I0713 15:59:45.774368  1327 fetcher.cpp:214] Fetching URI
'http://s3-eu-west-1.amazonaws.com/int-mesos-data/frameworks/spark/spark-1.4.0-bin-hadoop2.4.tgz'
I0713 15:59:45.774483  1327 fetcher.cpp:125] Fetching URI
'http://s3-eu-west-1.amazonaws.com/int-mesos-data/frameworks/spark/spark-1.4.0-bin-hadoop2.4.tgz'
with os::net
I0713 15:59:45.774494  1327 fetcher.cpp:135] Downloading
'http://s3-eu-west-1.amazonaws.com/int-mesos-data/frameworks/spark/spark-1.4.0-bin-hadoop2.4.tgz'
to 
'/var/log/mcsvc/mesostmpdir/slaves/20150713-133618-421011372-5050-8867-S5/frameworks/20150713-152326-421011372-5050-12921-0002/executors/9/runs/9e44b2ea-c738-4e76-8103-3a85ce752b58/spark-1.4.0-bin-hadoop2.4.tgz'
I0713 15:59:50.700959  1327 fetcher.cpp:78] Extracted resource
'/var/log/mcsvc/mesostmpdir/slaves/20150713-133618-421011372-5050-8867-S5/frameworks/20150713-152326-421011372-5050-12921-0002/executors/9/runs/9e44b2ea-c738-4e76-8103-3a85ce752b58/spark-1.4.0-bin-hadoop2.4.tgz'
into 
'/var/log/mcsvc/mesostmpdir/slaves/20150713-133618-421011372-5050-8867-S5/frameworks/20150713-152326-421011372-5050-12921-0002/executors/9/runs/9e44b2ea-c738-4e76-8103-3a85ce752b58'
I0713 15:59:50.973274  1333 exec.cpp:132] Version: 0.22.1
I0713 15:59:50.998219  1339 exec.cpp:206] Executor registered on slave
20150713-133618-421011372-5050-8867-S5
Using Spark's default log4j profile: org/apache/spark/log4j-defaults.properties
15/07/13 15:59:51 INFO CoarseGrainedExecutorBackend: Registered signal
handlers for [TERM, HUP, INT]
15/07/13 15:59:52 WARN NativeCodeLoader: Unable to load native-hadoop
library for your platform... using builtin-java classes where
applicable
15/07/13 15:59:52 INFO SecurityManager: Changing view acls to: root
15/07/13 15:59:52 INFO SecurityManager: Changing modify acls to: root
15/07/13 15:59:52 INFO SecurityManager: SecurityManager:
authentication disabled; ui acls disabled; users with view
permissions: Set(root); users with modify permissions: Set(root)

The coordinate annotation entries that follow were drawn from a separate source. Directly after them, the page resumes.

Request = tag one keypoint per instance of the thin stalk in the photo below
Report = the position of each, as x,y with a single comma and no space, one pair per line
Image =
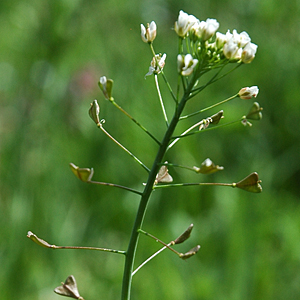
184,133
89,248
206,129
120,145
134,120
45,244
161,100
194,184
209,107
163,74
160,241
116,185
150,258
131,250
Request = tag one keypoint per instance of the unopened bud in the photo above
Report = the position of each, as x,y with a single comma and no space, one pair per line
148,34
106,86
94,112
248,92
84,174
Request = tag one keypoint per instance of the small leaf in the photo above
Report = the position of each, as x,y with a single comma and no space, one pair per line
255,112
163,175
69,288
190,253
185,235
250,184
84,174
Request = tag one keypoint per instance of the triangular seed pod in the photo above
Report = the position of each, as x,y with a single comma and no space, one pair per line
69,288
190,253
251,183
185,235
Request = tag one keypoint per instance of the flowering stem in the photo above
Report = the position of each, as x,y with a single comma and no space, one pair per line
184,133
150,258
120,145
209,107
206,129
160,241
160,99
163,74
193,184
116,185
136,122
89,248
131,250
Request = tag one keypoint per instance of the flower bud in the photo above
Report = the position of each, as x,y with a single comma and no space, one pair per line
248,92
84,174
208,167
148,35
209,28
106,86
157,64
248,53
163,175
186,64
183,237
255,112
94,112
231,50
184,23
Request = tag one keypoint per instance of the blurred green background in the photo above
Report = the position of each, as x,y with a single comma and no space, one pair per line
52,54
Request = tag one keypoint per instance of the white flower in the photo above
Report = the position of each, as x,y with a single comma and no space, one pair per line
184,23
186,64
221,39
148,35
154,67
106,86
208,28
231,50
248,92
248,53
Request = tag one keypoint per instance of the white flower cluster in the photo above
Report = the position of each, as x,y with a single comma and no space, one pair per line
235,46
206,43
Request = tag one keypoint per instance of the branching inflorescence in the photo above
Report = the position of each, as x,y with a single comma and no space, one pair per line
201,49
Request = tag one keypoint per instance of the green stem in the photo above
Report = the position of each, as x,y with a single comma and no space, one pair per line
120,145
194,184
209,107
131,250
89,248
161,100
150,258
116,185
135,121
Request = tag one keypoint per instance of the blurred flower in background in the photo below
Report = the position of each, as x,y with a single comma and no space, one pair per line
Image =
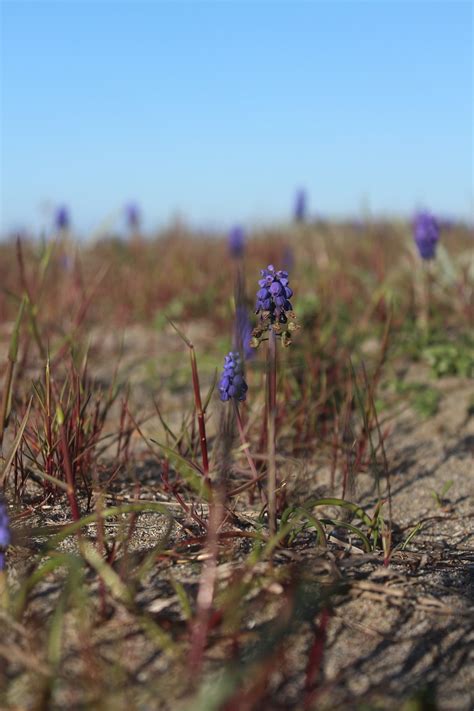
426,234
243,332
132,216
236,242
62,218
300,207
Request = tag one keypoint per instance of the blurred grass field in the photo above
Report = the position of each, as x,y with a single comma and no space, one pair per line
115,544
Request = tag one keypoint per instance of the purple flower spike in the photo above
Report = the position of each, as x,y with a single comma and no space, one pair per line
426,234
274,306
236,242
243,332
62,219
132,216
232,383
274,295
300,208
5,536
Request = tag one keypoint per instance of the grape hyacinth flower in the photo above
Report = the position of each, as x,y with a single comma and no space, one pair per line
243,332
426,234
61,218
300,207
232,383
5,536
132,216
274,306
236,242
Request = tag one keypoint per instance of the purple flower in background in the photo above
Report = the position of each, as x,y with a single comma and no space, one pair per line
426,234
236,242
274,294
5,537
243,332
62,218
300,207
132,216
288,258
232,383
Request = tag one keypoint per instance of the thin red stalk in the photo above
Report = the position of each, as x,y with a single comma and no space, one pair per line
71,494
200,413
206,590
271,394
245,444
315,659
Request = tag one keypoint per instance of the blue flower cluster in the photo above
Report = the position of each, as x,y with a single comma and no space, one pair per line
426,234
232,383
132,216
300,207
274,294
243,332
236,242
62,219
5,537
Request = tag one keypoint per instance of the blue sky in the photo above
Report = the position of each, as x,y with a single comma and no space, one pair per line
219,111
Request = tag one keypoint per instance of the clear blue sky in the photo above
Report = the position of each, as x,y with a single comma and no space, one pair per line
220,110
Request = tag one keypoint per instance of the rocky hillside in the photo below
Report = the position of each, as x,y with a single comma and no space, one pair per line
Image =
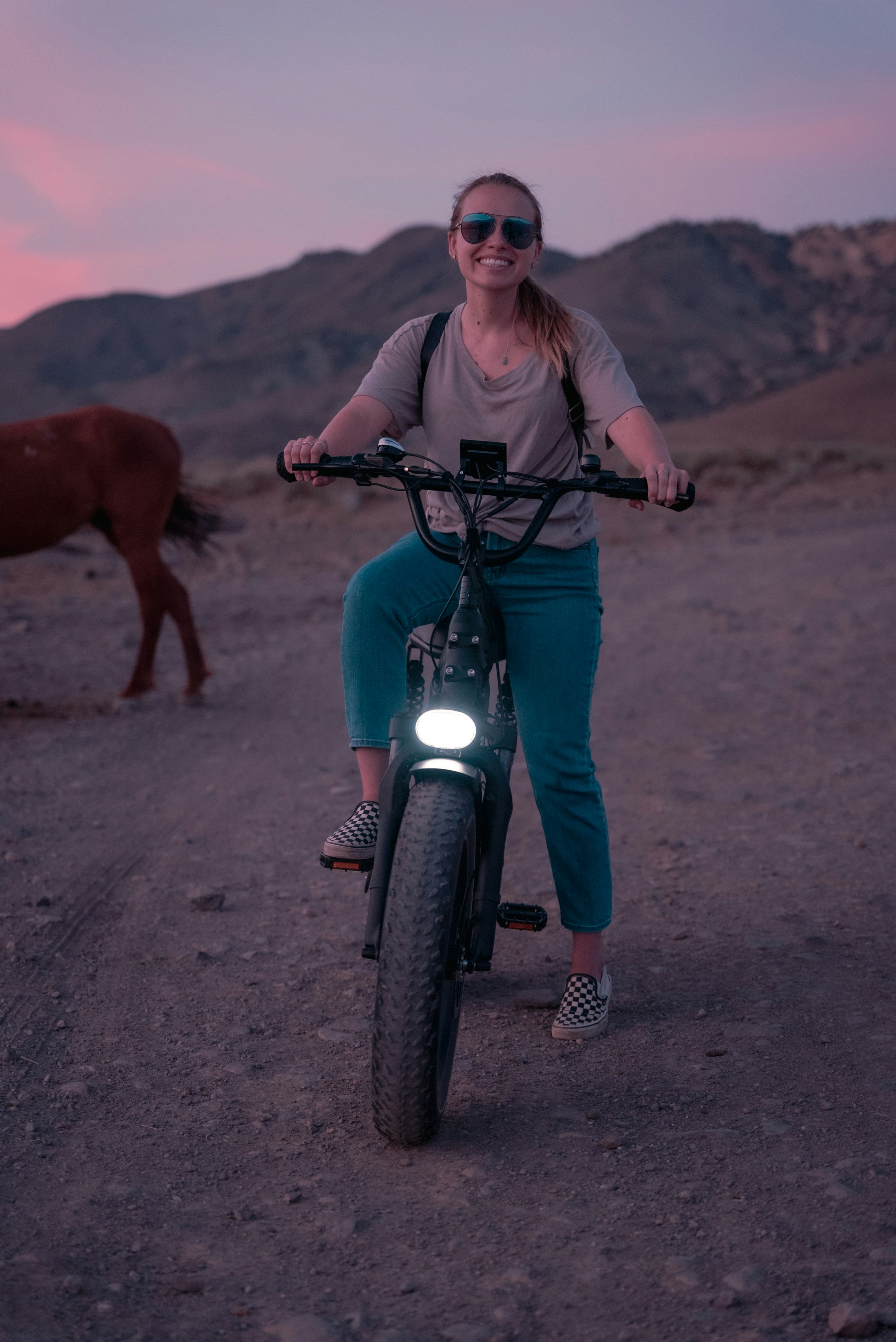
705,315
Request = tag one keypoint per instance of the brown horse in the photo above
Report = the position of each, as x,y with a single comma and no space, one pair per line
122,474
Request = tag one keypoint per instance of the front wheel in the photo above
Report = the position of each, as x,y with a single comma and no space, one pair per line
422,960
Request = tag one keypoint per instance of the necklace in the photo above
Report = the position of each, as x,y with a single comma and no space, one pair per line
513,328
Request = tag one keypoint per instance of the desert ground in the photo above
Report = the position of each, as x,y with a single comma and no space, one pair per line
184,1015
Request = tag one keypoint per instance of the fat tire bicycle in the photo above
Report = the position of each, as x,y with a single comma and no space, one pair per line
446,803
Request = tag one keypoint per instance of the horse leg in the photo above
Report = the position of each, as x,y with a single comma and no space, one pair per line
159,592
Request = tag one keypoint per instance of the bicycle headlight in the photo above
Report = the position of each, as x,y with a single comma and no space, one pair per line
446,729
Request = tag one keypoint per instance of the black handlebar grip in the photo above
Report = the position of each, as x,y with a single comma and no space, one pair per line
289,477
682,504
282,472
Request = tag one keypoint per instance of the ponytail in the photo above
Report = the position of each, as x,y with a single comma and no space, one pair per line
549,321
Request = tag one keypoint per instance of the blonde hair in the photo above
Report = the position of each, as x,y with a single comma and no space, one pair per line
549,321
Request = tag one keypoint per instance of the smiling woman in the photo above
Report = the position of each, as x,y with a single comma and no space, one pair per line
500,372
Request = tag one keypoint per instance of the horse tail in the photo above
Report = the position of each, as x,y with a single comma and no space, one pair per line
192,523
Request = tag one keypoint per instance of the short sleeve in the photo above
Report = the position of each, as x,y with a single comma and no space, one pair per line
395,378
600,375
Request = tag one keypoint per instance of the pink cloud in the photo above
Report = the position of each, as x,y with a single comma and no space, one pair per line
81,179
30,281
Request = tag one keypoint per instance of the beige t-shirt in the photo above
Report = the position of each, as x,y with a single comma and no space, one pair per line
525,409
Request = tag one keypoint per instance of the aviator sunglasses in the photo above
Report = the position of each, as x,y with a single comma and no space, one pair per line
520,233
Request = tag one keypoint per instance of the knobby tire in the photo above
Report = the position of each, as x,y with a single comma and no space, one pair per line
420,980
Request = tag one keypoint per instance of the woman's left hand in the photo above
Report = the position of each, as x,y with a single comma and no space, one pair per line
663,485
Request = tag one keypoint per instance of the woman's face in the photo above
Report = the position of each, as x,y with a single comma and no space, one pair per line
494,265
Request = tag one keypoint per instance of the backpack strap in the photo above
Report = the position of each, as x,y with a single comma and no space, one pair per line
576,404
430,345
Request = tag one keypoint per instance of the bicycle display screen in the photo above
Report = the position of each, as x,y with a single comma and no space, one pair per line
482,461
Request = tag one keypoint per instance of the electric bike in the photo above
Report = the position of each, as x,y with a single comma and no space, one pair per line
446,802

15/07/13 15:59:52 INFO Slf4jLogger: Slf4jLogger started
15/07/13 15:59:52 INFO Remoting: Starting remoting
15/07/13 15:59:53 INFO Remoting: Remoting started; listening on
addresses 
:[akka.tcp://driverpropsfetc...@int-mesos-slave-ib4583253.mclabs.io:41854]
15/07/13 15:59:53 INFO Utils: Successfully started service
'driverPropsFetcher' on port 41854.
15/07/13 15:59:53 INFO SecurityManager: Changing view acls to: root
15/07/13 15:59:53 INFO SecurityManager: Changing modify acls to: root
15/07/13 15:59:53 INFO SecurityManager: SecurityManager:
authentication disabled; ui acls disabled; users with view
permissions: Set(root); users with modify permissions: Set(root)
15/07/13 15:59:53 INFO RemoteActorRefProvider$RemotingTerminator:
Shutting down remote daemon.
15/07/13 15:59:53 INFO RemoteActorRefProvider$RemotingTerminator:
Remote daemon shut down; proceeding with flushing remote transports.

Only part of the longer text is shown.